Volcanoes are protagonists of several curiosities of Costa Rica
There are around 200 volcanic formations in the country, half active. The most famous volcano is the Arenal, it is also one of the most active in the world. Luckily, since 1968 there is no dangerous eruption. Still, with so many volcanoes, the land in Costa Rica is alive: the Vulcanological and Seismological Observatory of Costa Rica records several tremors every day
Take into account the Tica hour
We are not referring to any advance of the hour! The safest thing is that if you stay with a tico at an hour, come a little later. This delay is part of the culture of the country and is known as the hour.
The largest lake in the country is artificial!
One of the most unusual curiosities in Costa Rica: Lake Arenal is the largest in the country and it is artificial! It is at the foot of the Arenal Volcano and is a great recreational water sports center.

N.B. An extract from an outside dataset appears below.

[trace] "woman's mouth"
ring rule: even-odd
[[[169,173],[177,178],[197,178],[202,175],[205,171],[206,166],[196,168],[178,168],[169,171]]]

Cold pipe is the remedy for all evils
There is nothing more appetizing than laying on a Costa Rican beach with a cold pipe in your hand. Pipe is called young green coconut, which has a very rich water inside. This liquid is very nutritious thanks to potassium and the large amount of antioxidants it contains. It also has isotonic properties and is ideal to avoid dehydration. Because of all this, during the Second World War, coconut water was used as a substitute for plasma for emergency blood transfusions.
The most remote part of Costa Rica is one of the most famous worldwide!
Have you heard of Isla del Coco? It is a Pacific island 600 kilometers from the mainland. It is totally uninhabited despite being large enough (12 × 5 kilometers). Maybe saying it like that does not sound like anything. But, what if we tell you that there was filmed the start of the movie Jurassic Park? Millions of people have virtually visited Isla del Coco without knowing it, one of the most artistic curiosities in Costa Rica.
It is not enough to know Spanish to understand everything in Costa Rica
Another of the curiosities of Costa Rica is the amount of words they use. The street slang is called “pachuco” and the truth is that it seems a language totally different from Spanish. “Bretear” means to work; “mae” is equivalent to the “tío” in Spain, or “tuanis” is used when something is cool. Other words that seemed curious to us was to call the gas station “pump” or “prey” to a traffic jam.